Still not liking it though. There are two usable decrypted/decoded classes - PgpPublicKey and PgpKeyPair (yes, key pair, not PgpPrivateKey, since PgpPrivateKey is not usable by itself; it only exists so the implementation can be replaced with an external one like key card) but only one encoded one.

[filipnavara]

The more I think about it the more I like the idea of separating the decoded key implementations from the transportable encoded ones, whatever the names are. The problem is that the decoded public key still needs to carry all the fingerprint information which is dependent on the packet version and encoding.

[filipnavara]

I keep going back and forth on the design of this and how to separate the internal implementations from the actual public facing classes. For the majority of cases one will deal with transferrable keys or ones that were generated as new key pair. The new key pair's public key necessary has to be converted to transferrable key format before usage because of how its key id and fingerprints are generated. The only reason to expose some of the internal implementation is to allow plugging-in implementations of new/legacy algorithms (a non-goal but nice to have) and to allow external private keys (smart cards).

The only thing that I am nearly certain about is that the current PgpKeyRing should become PgpCertificate and it should be a holder for the keys and user ids. The user ids should not be part of the key because they logically are only present along with the primary key. It violates law of demeter to pass them along. Encryption subkeys would not have them but they are necessary to make the correct decision about what symmetric algorithm to use.

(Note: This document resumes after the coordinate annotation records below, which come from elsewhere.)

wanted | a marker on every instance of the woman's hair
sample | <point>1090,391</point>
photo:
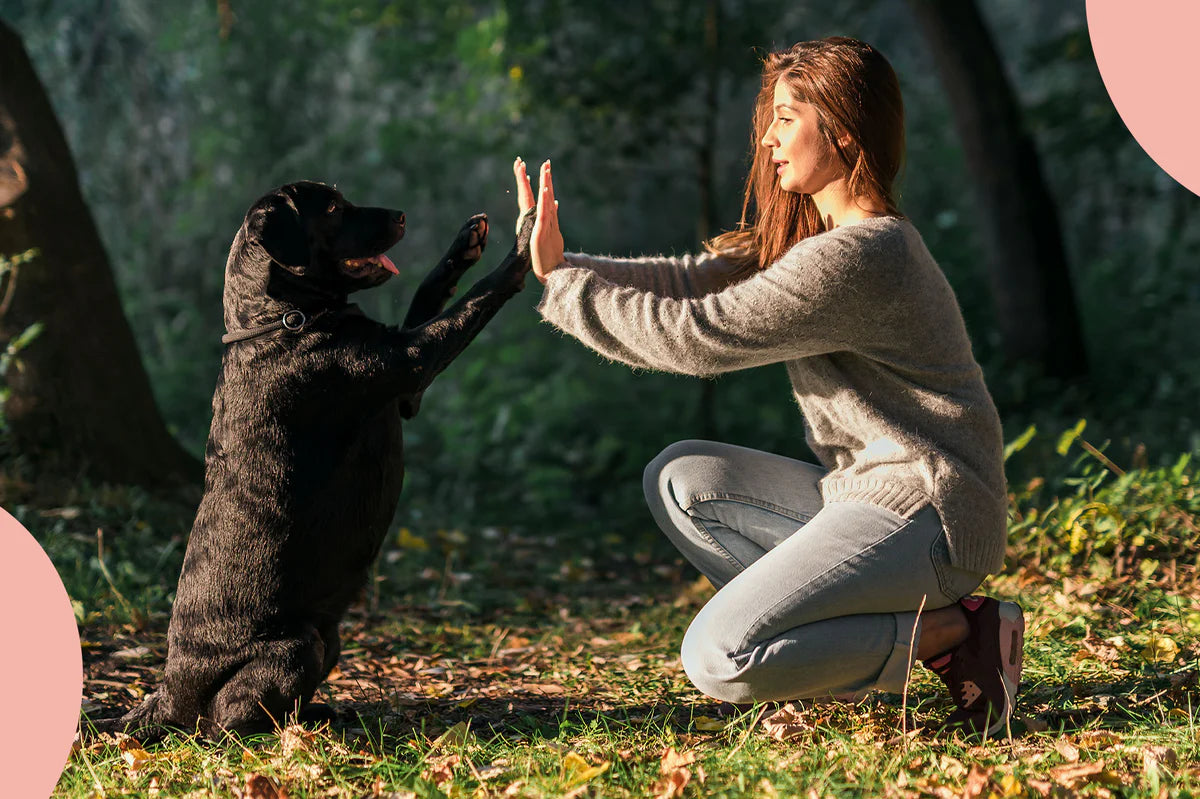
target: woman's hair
<point>857,97</point>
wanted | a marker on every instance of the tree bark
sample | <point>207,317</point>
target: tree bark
<point>1027,266</point>
<point>79,401</point>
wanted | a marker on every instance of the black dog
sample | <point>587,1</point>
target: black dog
<point>304,467</point>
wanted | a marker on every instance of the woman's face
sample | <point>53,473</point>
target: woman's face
<point>804,160</point>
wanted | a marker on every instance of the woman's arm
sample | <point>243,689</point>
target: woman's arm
<point>667,276</point>
<point>664,275</point>
<point>820,298</point>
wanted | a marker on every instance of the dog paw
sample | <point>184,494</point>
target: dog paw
<point>472,240</point>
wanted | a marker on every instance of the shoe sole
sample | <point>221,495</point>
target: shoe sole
<point>1012,653</point>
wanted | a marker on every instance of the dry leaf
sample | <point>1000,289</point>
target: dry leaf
<point>262,787</point>
<point>1043,787</point>
<point>1077,775</point>
<point>136,758</point>
<point>457,736</point>
<point>1161,649</point>
<point>707,724</point>
<point>1009,786</point>
<point>977,781</point>
<point>294,739</point>
<point>951,768</point>
<point>786,724</point>
<point>1157,758</point>
<point>671,785</point>
<point>1097,738</point>
<point>1068,751</point>
<point>441,769</point>
<point>577,770</point>
<point>673,760</point>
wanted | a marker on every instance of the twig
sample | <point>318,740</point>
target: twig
<point>907,679</point>
<point>135,616</point>
<point>1103,458</point>
<point>745,737</point>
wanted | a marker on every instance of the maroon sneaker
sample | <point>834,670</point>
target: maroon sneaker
<point>985,670</point>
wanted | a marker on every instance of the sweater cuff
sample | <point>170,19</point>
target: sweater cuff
<point>557,280</point>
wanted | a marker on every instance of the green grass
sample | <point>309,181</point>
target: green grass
<point>498,664</point>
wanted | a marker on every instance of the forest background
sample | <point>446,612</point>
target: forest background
<point>180,115</point>
<point>1074,258</point>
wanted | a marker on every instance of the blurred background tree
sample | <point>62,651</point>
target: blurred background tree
<point>181,114</point>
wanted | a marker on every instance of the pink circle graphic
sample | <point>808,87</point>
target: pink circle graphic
<point>1146,55</point>
<point>41,668</point>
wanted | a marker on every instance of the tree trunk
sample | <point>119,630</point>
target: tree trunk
<point>1027,265</point>
<point>79,401</point>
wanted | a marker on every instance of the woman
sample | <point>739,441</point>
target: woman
<point>831,577</point>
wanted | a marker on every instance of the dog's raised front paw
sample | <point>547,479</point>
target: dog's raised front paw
<point>472,240</point>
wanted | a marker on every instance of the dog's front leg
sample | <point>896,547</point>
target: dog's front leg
<point>443,280</point>
<point>420,354</point>
<point>441,283</point>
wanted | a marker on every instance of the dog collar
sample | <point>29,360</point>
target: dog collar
<point>293,320</point>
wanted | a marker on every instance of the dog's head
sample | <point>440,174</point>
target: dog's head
<point>304,242</point>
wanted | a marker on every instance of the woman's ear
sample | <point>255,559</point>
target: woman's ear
<point>277,228</point>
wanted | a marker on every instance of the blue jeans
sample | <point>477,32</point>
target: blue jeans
<point>815,599</point>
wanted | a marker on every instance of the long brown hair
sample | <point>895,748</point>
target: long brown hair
<point>856,95</point>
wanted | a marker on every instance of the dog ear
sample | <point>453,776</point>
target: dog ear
<point>279,229</point>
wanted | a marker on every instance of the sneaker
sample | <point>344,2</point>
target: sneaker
<point>984,671</point>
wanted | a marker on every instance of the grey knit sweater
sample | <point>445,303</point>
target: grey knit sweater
<point>894,403</point>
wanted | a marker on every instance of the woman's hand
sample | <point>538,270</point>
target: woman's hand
<point>546,245</point>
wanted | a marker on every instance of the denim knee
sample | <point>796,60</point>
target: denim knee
<point>658,473</point>
<point>712,670</point>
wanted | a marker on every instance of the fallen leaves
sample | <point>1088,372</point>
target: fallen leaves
<point>1159,649</point>
<point>262,787</point>
<point>675,774</point>
<point>576,769</point>
<point>787,722</point>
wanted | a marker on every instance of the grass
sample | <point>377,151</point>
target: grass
<point>496,664</point>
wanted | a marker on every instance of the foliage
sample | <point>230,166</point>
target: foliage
<point>1104,522</point>
<point>491,662</point>
<point>9,358</point>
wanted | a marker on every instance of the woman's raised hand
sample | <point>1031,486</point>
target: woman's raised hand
<point>546,246</point>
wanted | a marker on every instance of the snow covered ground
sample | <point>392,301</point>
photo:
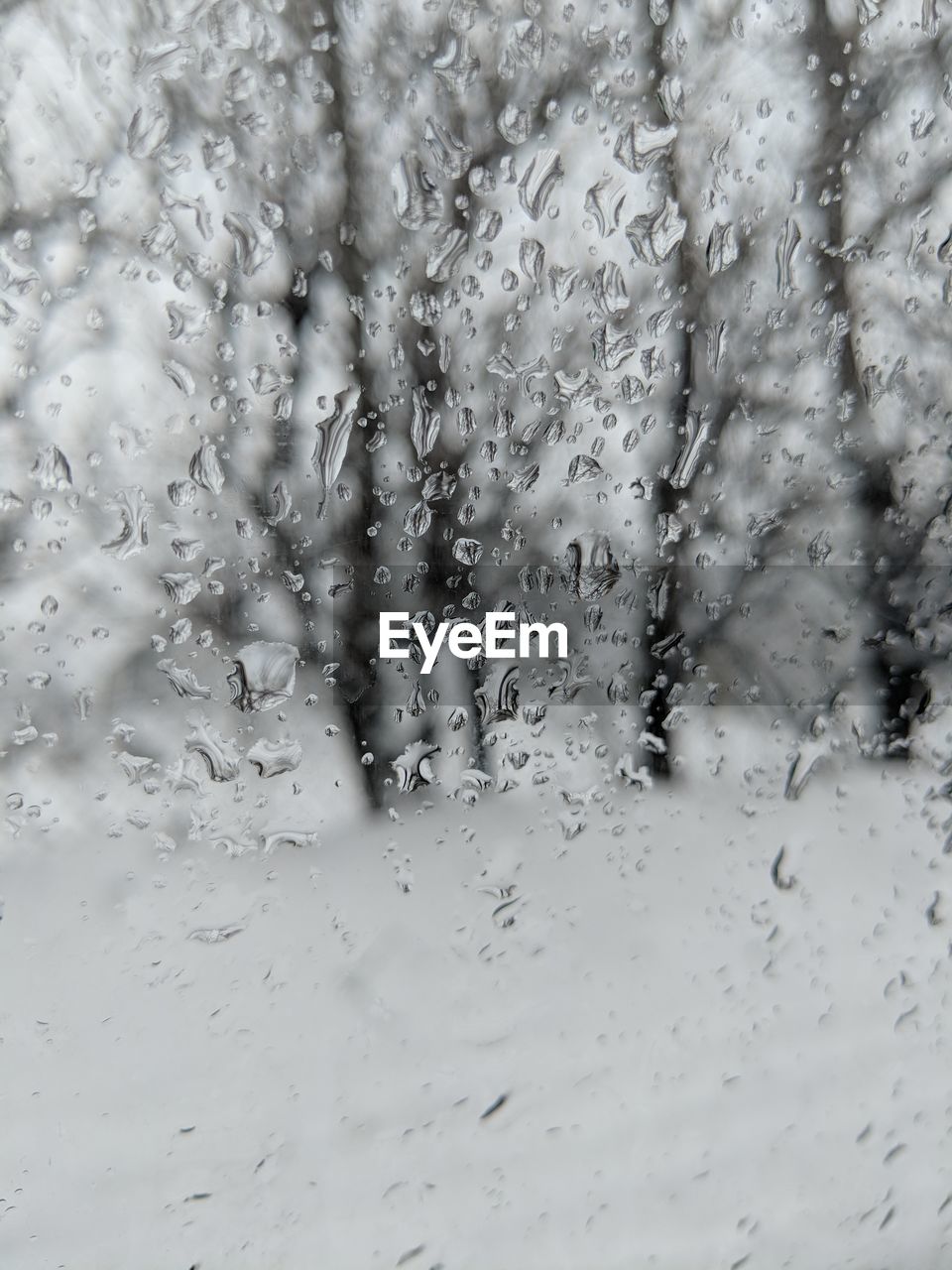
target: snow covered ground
<point>467,1040</point>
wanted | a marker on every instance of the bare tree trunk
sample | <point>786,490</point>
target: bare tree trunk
<point>897,681</point>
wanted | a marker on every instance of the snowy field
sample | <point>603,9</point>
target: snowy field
<point>468,1042</point>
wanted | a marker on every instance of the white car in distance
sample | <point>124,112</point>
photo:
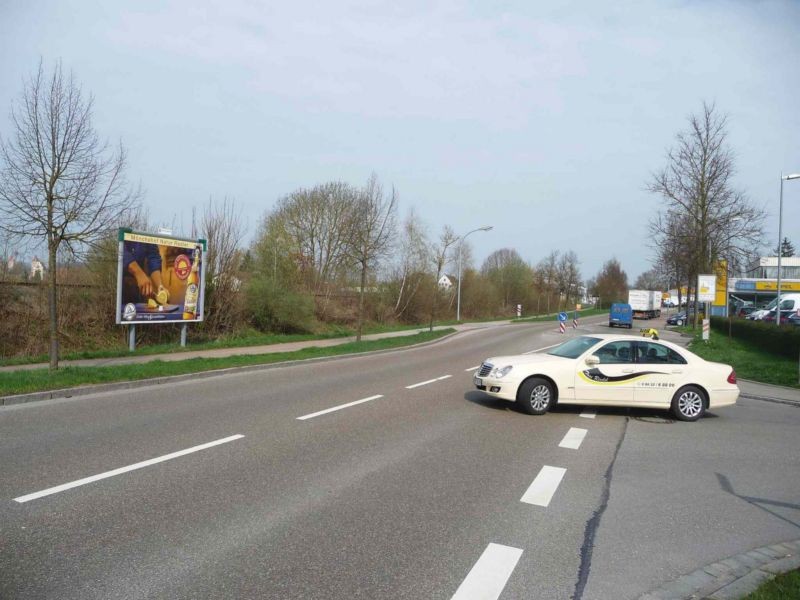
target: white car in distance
<point>611,370</point>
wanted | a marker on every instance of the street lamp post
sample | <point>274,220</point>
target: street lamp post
<point>780,241</point>
<point>460,244</point>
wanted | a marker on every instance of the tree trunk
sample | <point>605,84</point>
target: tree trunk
<point>53,304</point>
<point>361,301</point>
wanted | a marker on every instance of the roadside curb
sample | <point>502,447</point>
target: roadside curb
<point>733,577</point>
<point>86,390</point>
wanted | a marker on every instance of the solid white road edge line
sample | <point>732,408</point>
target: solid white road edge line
<point>574,438</point>
<point>121,470</point>
<point>544,486</point>
<point>489,576</point>
<point>340,407</point>
<point>540,349</point>
<point>411,387</point>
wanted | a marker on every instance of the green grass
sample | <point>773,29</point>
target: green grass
<point>749,361</point>
<point>783,587</point>
<point>20,382</point>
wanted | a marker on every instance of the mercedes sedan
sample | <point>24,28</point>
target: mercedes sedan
<point>611,370</point>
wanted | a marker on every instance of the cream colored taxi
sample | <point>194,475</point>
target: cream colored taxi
<point>611,370</point>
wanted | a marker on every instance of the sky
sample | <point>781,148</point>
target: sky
<point>545,120</point>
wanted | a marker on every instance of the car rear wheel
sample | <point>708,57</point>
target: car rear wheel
<point>689,403</point>
<point>535,396</point>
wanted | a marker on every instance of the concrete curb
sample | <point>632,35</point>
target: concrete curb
<point>138,383</point>
<point>733,577</point>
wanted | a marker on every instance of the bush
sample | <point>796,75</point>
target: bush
<point>782,341</point>
<point>275,309</point>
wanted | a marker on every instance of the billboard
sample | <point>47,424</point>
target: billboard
<point>159,278</point>
<point>706,288</point>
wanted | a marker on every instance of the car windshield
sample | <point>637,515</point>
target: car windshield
<point>574,347</point>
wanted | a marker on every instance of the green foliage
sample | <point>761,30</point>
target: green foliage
<point>280,310</point>
<point>20,382</point>
<point>781,341</point>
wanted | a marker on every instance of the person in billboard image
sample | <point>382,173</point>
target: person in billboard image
<point>141,269</point>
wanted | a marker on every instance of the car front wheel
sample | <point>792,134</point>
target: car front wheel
<point>535,396</point>
<point>689,403</point>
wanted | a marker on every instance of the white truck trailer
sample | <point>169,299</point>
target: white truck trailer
<point>645,304</point>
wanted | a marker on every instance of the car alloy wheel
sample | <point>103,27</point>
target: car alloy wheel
<point>535,396</point>
<point>688,404</point>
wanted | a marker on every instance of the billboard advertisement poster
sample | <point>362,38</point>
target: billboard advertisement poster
<point>706,288</point>
<point>159,278</point>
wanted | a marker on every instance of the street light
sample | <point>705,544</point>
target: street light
<point>780,241</point>
<point>460,244</point>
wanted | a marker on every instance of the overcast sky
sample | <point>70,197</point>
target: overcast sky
<point>543,119</point>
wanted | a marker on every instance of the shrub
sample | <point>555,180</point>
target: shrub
<point>279,310</point>
<point>782,341</point>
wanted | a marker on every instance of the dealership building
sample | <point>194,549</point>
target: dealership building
<point>759,284</point>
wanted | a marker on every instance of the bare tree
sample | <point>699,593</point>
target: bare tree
<point>59,182</point>
<point>704,214</point>
<point>373,232</point>
<point>412,262</point>
<point>223,229</point>
<point>440,255</point>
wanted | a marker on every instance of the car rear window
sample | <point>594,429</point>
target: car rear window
<point>574,347</point>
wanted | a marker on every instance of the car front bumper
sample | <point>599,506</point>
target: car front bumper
<point>504,389</point>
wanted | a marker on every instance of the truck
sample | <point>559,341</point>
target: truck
<point>645,304</point>
<point>620,315</point>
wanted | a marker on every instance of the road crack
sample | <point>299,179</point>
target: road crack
<point>593,524</point>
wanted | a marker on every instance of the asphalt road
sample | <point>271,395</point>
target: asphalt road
<point>413,493</point>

I decided to summarise down what are the actual requirements for different operations and which have to be provided by the key API:

• Signing a message requires the private key, it also requires the key id / fingerprint. Since the key id / fingerprint are bound to the transferrable representation of public key this implies it must also exist.
• Verifying a message requires the public key. The key is matched by key id / fingerprint but it's not essential knowledge for the verification, only for the retrieval of the public key.
• Encrypting a message requires the public key and its key id.
• Decrypting a message requires the private key and key id to match the proper session encrypted data packet.

Overall I am slowly reaching the conclusion that the public key representation and public key algorithm implementation are basically inseparable. Places where private key is used also require the knowledge of key id which in effect means an implied link to a public key representations (but strictly speaking only KeyId is necessary).